Leaders Are Different
I wonder if you’ve ever heard this famous sentence: “The British Navy is a system designed by geniuses for execution by idiots.”
Now, the problem with this sentence is that it calls everyone in the Navy an idiot. Obviously that’s not true. Still, there is an important truth here about leadership.
Leaders are different from those they lead. They think differently, perceive the world differently, and —in most cases—behave differently. One religious leader said it like this: “There is a difference between sheep and shepherds.” There’s no arguing with that!
Now, leaders fail when they neglect this truth. Those they lead can’t be expected to know what the leader knows, see as the leader sees, or anticipate what the leader anticipates. This means leaders have to express themselves in terms that reach to those they lead. Otherwise, they will will shoot over their heads and fail to lead them well.
When I realized this years ago, I began to lead in simpler terms. Don’t misunderstand: I wasn’t leading stupid people. But they weren’t inside my mind. They couldn’t know what I meant or wanted unless I made it as clear as possible.
I was leading one particular organization when I finally identified some of its longstanding problems. I tried to address these in long speeches to the staff. It just didn’t work. Eventually, I boiled my thinking down into some terse maxims that everyone in the organization could act upon. I decided to call these “Stephenisms.” Here they are:
1. Prayer is always first.
Everything we do grows out of prayer and intercession.
2. Over-communicate.
Make sure people know what they need to know to serve with excellence.
3. No Surprises.
See Number 2 above. Just do it earlier.
4. The right thing is always the right thing.
Doing the right thing is never the wrong thing on the job.
5. We want to be like Disneyland:
Warm and loving on the outside but a well-oiled machine inside.
You should know that I was leading a distinctly Christian organization at the time and this is the reason for the first maxim. The broader point is that when I distilled all my verbiage into these simple terms, people understood, absorbed, and executed. It changed our culture. It made people feel secure. It raised our game in every way.

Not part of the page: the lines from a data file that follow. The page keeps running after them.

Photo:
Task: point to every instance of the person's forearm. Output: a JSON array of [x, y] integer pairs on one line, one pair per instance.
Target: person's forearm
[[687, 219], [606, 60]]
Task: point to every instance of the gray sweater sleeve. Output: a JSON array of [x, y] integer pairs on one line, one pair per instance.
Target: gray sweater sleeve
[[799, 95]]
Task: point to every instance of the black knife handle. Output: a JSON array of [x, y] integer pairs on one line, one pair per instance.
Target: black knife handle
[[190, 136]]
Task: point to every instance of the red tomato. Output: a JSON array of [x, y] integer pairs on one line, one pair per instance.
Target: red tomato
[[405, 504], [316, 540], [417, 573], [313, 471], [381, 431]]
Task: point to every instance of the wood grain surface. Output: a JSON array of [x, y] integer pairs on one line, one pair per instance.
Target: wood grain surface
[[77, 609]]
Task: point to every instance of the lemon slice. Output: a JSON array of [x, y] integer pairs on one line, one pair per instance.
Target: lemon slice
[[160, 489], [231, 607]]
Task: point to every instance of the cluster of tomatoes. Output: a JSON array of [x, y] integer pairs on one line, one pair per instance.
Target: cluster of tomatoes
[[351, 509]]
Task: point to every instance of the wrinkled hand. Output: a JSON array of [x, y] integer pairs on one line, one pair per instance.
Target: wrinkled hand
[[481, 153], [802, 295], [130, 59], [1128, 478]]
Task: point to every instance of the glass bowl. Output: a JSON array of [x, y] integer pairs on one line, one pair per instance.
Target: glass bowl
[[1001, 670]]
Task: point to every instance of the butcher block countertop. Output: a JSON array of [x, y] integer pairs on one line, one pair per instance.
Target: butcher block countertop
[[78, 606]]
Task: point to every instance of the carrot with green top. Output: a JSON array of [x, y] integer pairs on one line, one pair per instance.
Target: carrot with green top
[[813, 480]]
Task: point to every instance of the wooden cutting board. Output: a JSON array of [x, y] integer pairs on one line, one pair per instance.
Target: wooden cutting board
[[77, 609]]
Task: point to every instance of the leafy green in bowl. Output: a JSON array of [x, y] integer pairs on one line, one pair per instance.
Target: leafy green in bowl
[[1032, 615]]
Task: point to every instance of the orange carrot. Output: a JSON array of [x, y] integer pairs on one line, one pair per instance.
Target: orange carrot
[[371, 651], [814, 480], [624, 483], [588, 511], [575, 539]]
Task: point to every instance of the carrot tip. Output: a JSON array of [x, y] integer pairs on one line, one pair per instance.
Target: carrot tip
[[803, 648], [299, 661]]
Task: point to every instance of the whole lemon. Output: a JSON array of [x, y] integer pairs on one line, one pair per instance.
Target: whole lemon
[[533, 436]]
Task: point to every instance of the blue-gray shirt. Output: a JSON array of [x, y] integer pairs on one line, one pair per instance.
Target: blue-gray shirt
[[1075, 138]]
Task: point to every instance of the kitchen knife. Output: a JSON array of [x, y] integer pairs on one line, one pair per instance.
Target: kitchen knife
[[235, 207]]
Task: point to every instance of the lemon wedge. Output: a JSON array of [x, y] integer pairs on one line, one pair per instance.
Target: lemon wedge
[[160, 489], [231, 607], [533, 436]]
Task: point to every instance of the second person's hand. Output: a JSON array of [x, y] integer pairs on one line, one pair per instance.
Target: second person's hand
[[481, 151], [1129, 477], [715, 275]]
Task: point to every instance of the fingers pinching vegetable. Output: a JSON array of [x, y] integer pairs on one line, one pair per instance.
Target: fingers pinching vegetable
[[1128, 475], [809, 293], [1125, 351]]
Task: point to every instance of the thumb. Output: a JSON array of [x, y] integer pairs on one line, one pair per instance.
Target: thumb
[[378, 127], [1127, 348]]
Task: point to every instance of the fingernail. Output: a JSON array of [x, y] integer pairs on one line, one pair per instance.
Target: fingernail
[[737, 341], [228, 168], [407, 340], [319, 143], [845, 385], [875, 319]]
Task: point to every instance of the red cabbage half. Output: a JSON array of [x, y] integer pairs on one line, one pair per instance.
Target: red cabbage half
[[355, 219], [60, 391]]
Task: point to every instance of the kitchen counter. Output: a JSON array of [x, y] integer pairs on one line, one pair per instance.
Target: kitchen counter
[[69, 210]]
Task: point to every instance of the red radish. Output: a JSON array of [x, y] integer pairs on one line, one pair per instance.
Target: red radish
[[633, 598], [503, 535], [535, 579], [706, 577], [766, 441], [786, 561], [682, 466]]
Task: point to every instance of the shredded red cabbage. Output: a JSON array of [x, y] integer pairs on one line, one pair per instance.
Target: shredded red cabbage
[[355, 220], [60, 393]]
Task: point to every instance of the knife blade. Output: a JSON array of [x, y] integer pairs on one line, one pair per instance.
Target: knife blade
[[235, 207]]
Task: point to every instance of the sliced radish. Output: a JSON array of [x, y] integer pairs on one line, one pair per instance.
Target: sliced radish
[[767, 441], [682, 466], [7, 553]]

I arrived at these principles because I thought deeply about what was wrong, then about the behavior I wanted to encourage, and then about the simplest way to inspire that behavior.
Great leaders bridge the gap between themselves and those they lead. They figure out what is wrong, figure out what needs to change, and put solutions in terms others can execute.
Those we lead aren’t idiots. They do, though, need geniuses at the helm who know how to make right actions doable. Be this kind of leader.
That’s it. Have a marvelous Memorial Day Weekend. And please remember well those who have fallen and those who have served.